The quiet city of La Paz, Mexico erupts in celebrations full of dance, art, and skulls over two nights each year. The Dia de Muertos (Day of the Dead) Festival actually hums to life months before with preparations to outdo what was done last year, to commemorate better, to express the beautiful death as Mexican culture experiences it.
Dia de muertos: festival of the dead
While individual families wash and attend to loved ones’ grave sites on November 1st, the festival is a joyous community event. In the Cultural Center Plaza, families and groups gather to create altars honoring the departed or historical figures while competing for prizes. Their altars may include mementos from the departed’s life, favorite foods, clothing, and always a picture. Colorful flowers, especially marigolds, and candles are arranged for artistic effect. Folkloric ballet dance troupes practice and prepare elaborate costumes, the better to reach the audience from the wide and deep Teatro de la Ciudad plaza stage. Musicians, singers, and local celebrities are enlisted to energize the crowd and there are comedians too. Some years, they portray beloved characters and misfits to invoke peals of laughter from young and old.

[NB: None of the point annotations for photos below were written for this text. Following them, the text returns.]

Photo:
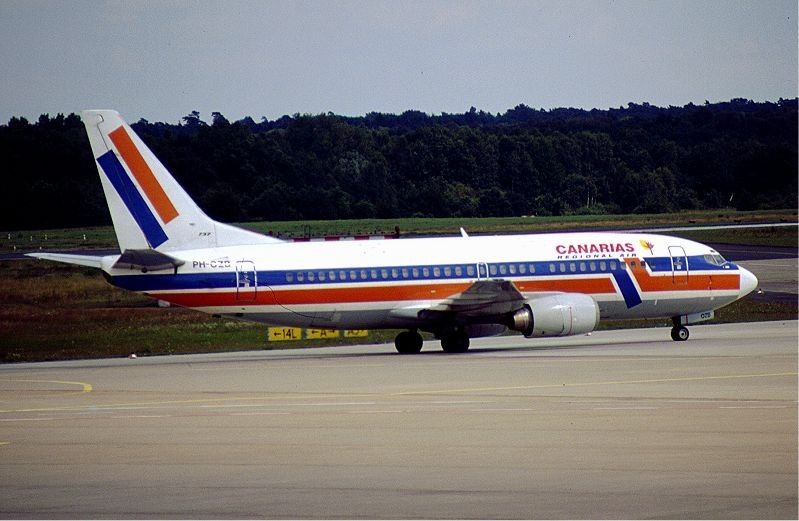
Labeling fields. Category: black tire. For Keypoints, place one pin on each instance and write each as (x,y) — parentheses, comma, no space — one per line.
(680,334)
(408,343)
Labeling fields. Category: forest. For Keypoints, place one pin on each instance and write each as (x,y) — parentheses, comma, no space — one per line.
(636,159)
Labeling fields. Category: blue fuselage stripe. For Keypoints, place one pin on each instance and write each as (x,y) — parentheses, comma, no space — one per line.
(135,203)
(627,288)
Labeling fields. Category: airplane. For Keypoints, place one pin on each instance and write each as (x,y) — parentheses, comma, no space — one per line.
(457,288)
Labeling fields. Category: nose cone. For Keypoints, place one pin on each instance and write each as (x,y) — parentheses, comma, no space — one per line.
(748,282)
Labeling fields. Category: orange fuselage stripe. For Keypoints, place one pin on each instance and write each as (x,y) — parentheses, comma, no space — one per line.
(144,176)
(695,280)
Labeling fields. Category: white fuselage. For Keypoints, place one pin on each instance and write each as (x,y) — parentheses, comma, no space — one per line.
(382,283)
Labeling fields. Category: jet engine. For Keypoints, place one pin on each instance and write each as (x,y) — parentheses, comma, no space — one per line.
(561,314)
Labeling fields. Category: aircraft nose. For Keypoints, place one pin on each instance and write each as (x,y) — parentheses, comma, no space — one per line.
(748,282)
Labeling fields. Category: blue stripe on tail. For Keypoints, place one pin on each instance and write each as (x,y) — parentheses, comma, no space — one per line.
(628,291)
(132,198)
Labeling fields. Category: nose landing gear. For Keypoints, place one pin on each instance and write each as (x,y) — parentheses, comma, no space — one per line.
(679,333)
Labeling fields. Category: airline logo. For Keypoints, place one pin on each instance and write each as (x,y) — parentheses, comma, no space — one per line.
(159,201)
(594,250)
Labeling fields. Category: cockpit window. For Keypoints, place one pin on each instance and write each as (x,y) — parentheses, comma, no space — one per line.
(715,259)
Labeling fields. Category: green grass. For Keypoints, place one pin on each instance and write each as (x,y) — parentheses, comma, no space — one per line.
(785,236)
(51,311)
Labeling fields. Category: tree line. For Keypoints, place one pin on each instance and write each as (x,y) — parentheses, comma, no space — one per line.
(634,159)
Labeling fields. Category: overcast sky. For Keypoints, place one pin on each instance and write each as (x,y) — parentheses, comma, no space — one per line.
(162,59)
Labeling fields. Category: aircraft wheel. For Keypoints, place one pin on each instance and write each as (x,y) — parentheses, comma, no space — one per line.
(679,334)
(455,342)
(408,342)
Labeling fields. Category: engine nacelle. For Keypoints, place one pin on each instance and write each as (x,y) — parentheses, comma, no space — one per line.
(562,314)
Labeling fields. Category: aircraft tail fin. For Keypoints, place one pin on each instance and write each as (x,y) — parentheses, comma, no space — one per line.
(149,209)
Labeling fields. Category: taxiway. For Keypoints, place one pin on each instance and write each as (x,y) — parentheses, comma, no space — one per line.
(620,424)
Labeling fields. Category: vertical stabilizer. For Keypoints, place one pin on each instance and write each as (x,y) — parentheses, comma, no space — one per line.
(150,210)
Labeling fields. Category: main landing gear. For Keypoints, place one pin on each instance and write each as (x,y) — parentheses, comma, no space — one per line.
(679,333)
(455,341)
(408,342)
(452,341)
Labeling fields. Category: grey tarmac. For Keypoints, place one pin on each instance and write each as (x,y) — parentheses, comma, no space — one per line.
(618,424)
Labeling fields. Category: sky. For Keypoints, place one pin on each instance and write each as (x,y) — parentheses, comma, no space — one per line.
(160,60)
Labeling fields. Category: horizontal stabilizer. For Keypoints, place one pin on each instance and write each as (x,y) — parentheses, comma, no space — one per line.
(93,261)
(146,260)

Each night, November 1st and 2nd, has its own lineup. But before all eyes turn to the stage, the plaza swarms with visitors ogling the altars, marveling at the art show and larger installations. Select food vendors offer Dia de Muertos bread and sweets, perhaps tamales and atole, but this is not a foodie event, so it’s better to have dinner before attending. Make up artists set up near the stage to decorate participants.
As the sun casts longs deepening shadows, the marvels of the night emerge — the Calaveras and Catarinas. These costumed and solemn performers have registered for the major prizes. Creativity takes over as the historical characters are interpreted by young and old, men and women, even horses are costumed! Each participant slowly strides through the crowd dressed in elaborate, flowing, feathered, and beaded dress, their features mottled in cadaverous beauty. There are parasols, hoop skirts, and Mayan touches. Men look ready to step into the bullring wearing decorated boleros and beaded matador pants but their faces are painted in skeletal details. There are no smiles only deep looks and regal postures even from the youngest participants. They’ve been coached to remain calm no matter how many photographers and loving observers swarm to take selfies. Who knows? Those pictures may feature the grand prize winners.

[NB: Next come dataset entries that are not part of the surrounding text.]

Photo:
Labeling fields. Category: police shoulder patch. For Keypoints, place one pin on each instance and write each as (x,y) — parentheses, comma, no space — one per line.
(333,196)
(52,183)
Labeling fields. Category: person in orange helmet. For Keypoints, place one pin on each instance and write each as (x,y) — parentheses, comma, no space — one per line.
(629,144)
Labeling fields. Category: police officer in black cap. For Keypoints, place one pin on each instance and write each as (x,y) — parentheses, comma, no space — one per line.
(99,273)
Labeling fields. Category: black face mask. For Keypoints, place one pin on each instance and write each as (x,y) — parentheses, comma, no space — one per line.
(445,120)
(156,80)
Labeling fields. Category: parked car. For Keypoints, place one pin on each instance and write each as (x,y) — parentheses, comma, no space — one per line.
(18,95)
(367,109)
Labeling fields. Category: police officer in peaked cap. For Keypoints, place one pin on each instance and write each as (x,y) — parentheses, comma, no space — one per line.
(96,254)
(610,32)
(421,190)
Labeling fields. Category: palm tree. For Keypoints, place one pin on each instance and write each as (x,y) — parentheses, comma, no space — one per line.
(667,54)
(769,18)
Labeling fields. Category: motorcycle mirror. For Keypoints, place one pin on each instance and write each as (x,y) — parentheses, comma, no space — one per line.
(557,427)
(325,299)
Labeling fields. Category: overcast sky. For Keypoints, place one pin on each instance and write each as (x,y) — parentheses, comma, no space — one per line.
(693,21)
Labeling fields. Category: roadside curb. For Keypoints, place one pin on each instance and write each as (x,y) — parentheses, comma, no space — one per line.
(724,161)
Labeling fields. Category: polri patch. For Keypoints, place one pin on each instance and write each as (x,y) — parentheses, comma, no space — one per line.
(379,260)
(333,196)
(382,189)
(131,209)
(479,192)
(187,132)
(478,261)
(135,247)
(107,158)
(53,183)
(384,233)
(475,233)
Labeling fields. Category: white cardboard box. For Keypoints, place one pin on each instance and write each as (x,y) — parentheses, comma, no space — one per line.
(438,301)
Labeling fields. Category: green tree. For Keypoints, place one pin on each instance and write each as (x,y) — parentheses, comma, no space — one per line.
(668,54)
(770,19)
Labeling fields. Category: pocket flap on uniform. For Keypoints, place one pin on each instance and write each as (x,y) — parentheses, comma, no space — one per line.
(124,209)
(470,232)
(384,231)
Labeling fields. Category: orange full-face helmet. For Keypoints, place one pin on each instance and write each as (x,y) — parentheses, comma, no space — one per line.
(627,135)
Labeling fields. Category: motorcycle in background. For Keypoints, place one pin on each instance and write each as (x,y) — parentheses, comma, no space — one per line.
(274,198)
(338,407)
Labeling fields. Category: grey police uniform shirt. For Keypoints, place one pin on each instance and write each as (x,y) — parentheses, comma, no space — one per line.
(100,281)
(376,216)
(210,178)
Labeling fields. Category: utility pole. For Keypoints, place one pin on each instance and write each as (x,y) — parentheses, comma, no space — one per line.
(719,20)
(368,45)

The night progresses with announcements and performances until the Calaveras and Catarinas are called to the stage one by one in a formal presentation to the crowd. Wearing numbers, they emerge from the shadows to cross and flirt, turn and strut. A woman dressed in simple country fabrics carries a human heart sculpture and thrusts it towards the crowd as they murmur and applaud. The dismounted horse riders sashay and nod regally towards their subjects. Stilt walking in boots, or wearing huge heels, women or men dressed as such strive to command the broad stage imperiously.
This parade and the voting takes place over two nights with the winners announced on November 2nd. Crowds start gathering around 6 pm and all can attend for free.

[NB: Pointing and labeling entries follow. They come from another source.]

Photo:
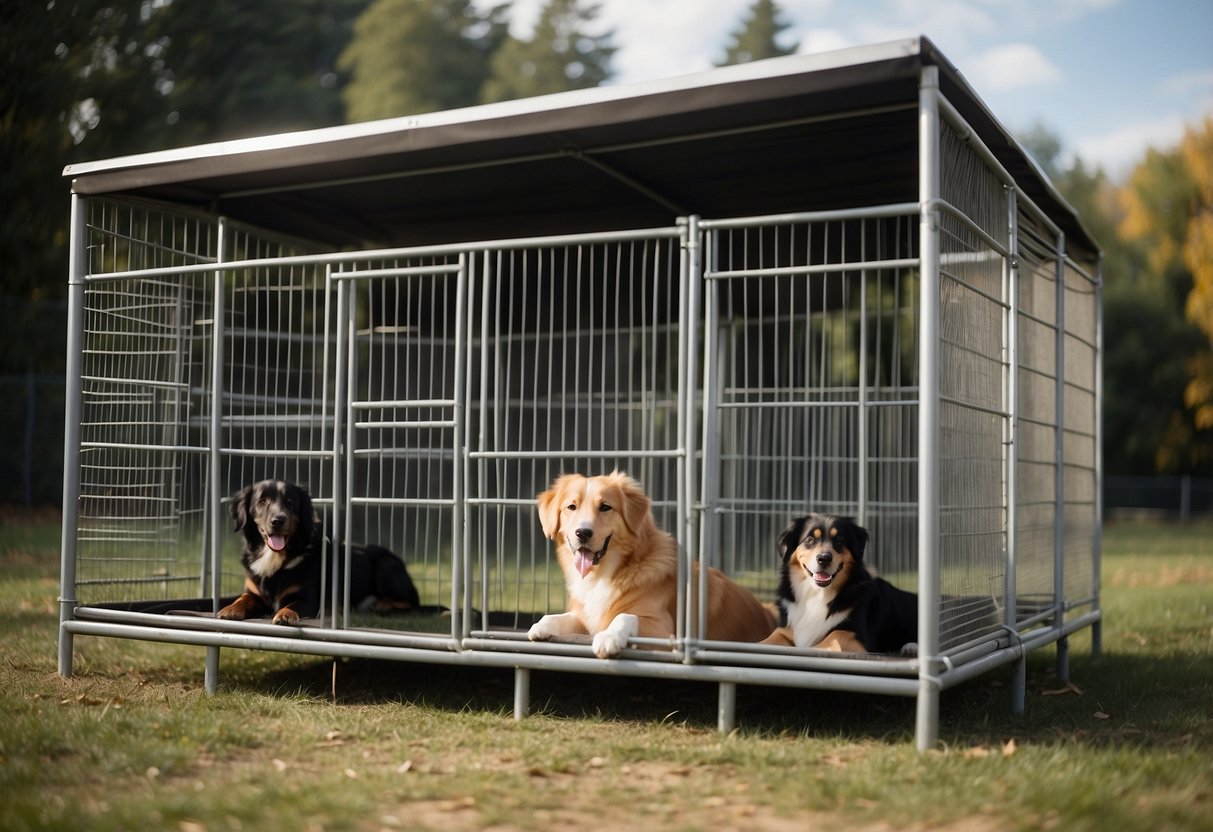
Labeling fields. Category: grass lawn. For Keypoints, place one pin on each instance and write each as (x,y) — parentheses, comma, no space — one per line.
(132,742)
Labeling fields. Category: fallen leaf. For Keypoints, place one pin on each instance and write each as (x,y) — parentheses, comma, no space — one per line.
(1071,688)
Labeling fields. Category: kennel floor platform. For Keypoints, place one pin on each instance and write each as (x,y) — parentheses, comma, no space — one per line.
(826,283)
(712,662)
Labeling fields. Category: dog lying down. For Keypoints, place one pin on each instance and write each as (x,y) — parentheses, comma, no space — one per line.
(283,560)
(621,570)
(830,598)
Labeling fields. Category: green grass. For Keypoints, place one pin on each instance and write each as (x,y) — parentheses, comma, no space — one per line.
(132,742)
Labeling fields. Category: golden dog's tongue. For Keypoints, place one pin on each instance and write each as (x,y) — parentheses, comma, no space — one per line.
(584,560)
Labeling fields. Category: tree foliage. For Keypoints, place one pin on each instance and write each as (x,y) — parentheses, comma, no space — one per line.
(1168,218)
(559,55)
(758,35)
(419,56)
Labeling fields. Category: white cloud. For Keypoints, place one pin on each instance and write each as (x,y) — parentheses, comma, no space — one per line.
(1118,150)
(1011,67)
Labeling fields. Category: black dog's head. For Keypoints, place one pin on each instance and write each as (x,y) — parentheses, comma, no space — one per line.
(823,548)
(275,514)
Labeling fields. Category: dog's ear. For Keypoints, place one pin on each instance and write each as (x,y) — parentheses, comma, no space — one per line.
(856,536)
(550,505)
(791,537)
(637,508)
(302,500)
(239,507)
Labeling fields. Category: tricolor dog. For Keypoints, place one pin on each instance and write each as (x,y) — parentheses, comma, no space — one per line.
(830,598)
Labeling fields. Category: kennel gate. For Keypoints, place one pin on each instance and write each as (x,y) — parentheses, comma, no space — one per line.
(929,366)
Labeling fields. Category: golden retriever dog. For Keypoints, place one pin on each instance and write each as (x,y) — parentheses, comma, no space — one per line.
(621,571)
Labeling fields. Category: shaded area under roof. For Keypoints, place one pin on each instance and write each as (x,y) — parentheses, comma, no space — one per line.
(796,134)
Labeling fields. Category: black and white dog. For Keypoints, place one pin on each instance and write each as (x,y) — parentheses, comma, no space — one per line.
(830,598)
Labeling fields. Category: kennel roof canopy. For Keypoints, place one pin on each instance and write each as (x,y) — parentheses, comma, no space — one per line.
(796,134)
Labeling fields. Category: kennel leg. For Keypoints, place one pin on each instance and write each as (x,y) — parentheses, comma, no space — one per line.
(67,642)
(1019,687)
(727,707)
(211,677)
(1064,660)
(927,716)
(522,693)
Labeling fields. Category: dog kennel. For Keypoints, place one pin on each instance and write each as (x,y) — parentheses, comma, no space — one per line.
(827,281)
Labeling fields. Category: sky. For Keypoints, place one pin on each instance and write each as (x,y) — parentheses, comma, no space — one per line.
(1109,78)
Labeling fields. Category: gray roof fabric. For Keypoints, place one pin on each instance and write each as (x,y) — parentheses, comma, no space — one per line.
(796,134)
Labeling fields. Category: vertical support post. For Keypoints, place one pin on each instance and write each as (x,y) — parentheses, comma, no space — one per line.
(1011,586)
(1059,513)
(1097,630)
(1019,685)
(690,616)
(215,468)
(78,267)
(927,723)
(460,553)
(727,707)
(522,693)
(340,411)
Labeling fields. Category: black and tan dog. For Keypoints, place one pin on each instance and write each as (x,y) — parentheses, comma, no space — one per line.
(282,560)
(830,598)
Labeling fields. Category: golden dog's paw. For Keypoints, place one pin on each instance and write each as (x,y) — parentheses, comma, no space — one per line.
(608,644)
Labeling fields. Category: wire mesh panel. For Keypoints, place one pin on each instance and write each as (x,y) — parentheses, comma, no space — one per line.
(275,382)
(973,389)
(144,348)
(403,408)
(1037,417)
(810,389)
(574,369)
(1080,448)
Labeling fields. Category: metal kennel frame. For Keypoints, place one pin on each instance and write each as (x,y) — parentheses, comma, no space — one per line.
(929,365)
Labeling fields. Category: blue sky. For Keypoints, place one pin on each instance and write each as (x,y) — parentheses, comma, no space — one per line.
(1109,77)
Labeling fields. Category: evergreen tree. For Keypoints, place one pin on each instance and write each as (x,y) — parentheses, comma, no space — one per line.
(558,56)
(419,56)
(757,36)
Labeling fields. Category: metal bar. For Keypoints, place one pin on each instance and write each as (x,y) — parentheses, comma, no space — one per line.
(927,722)
(1098,542)
(215,462)
(1059,518)
(78,266)
(315,642)
(872,212)
(556,240)
(460,554)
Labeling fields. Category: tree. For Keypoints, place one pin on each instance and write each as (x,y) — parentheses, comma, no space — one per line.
(238,68)
(757,38)
(419,56)
(1196,148)
(559,55)
(1167,216)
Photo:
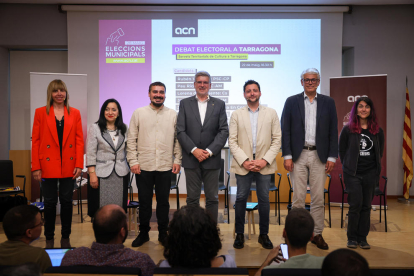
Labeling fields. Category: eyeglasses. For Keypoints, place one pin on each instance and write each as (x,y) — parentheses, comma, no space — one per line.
(202,82)
(310,80)
(42,222)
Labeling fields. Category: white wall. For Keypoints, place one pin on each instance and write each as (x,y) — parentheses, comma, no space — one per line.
(21,63)
(383,41)
(27,27)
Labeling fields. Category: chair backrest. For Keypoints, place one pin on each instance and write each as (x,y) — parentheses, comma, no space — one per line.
(201,271)
(86,269)
(174,180)
(291,272)
(6,174)
(290,184)
(221,176)
(385,185)
(329,182)
(130,189)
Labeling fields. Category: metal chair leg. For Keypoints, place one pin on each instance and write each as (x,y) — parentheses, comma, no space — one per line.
(342,210)
(380,206)
(385,214)
(329,208)
(80,202)
(278,203)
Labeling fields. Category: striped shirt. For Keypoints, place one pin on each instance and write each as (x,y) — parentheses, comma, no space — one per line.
(254,116)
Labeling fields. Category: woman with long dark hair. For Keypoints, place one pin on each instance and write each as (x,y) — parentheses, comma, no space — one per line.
(106,159)
(193,240)
(361,146)
(57,157)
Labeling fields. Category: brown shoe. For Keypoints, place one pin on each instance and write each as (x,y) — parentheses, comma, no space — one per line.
(320,242)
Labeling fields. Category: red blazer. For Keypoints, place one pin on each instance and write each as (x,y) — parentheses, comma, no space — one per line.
(45,144)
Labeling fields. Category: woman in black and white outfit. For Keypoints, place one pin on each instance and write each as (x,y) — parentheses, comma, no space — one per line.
(361,146)
(106,159)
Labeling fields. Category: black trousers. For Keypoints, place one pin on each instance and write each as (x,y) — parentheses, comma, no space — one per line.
(360,189)
(145,183)
(94,199)
(50,193)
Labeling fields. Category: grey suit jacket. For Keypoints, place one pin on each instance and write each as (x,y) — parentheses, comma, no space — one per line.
(212,134)
(102,153)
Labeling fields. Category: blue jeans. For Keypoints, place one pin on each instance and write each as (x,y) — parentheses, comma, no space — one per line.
(244,183)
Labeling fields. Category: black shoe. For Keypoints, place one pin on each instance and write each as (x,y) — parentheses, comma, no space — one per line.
(142,238)
(239,241)
(265,241)
(162,237)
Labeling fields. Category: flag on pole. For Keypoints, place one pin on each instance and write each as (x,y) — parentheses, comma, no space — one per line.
(407,146)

In Mexican culture, it’s believed that the veil between the living and the dead is thinnest at this time. It may be a legacy of Spanish Catholics who dutifully observed All Souls Day on November 1st. Certainly, it has nothing to do with the North American tradition of Halloween, except perhaps for dressing up. During these days families believe that ghosts are near. If you find it chilling, watch the movie Coco where Disney portrayed the yearning and loving traditions with bright colors and music.
Who are the Catarinas and Calaveras?
La Flaca, the embodiment of death, is a woman according to the historical culture of Mexico. She goes by many names but most know her as La Catarina (the Fancy Lady). She accompanies the dead to the other side and reunites them with loved ones so they can spend eternity together. The costumes are not specifically Mexican but derived satirically from a popular artist who made fun of the upper classes while mimicking Spanish aristocracy during the reign of Porfirio Diaz in the late 1900’s. Jose Guadeloupe Posada created the emaciated character and illustrated her wearing fancy clothes, often dancing or playing musical instruments.
Visiting La Paz
La Paz is home to a large expat community from the United States and has a history rich in fishing. John Steinbeck immortalized it in his novel The Pearl. Today an enormous mirrored pearl sculpture sits next to the pier. Filmmakers have used the city for scenes and several hotels pay homage to the actress, Elizabeth Taylor who spent weeks in the city. British nobility visited in the 1950’s as well.
The city sits north of Los Cabos on the Sea of Cortez, which legendary diver Jacques Cousteau lovingly titled ‘The Aquarium of the World.” Ever since the waters have drawn scuba enthusiasts who find plenty of dive shops and boats to shuttle them to sites each fall when the waters clear and before the dry region heats up. Cruise ships also dock in town and the peninsula near the airport is dotted with luxury hotels.
If you visit, fly in using the cross-country bridge into the Tijuana airport from San Diego or arrive from Mexico City. Rent a car, take taxis, and explore, but time your trip to attend the Dia de Muertos festival. You won’t regret it.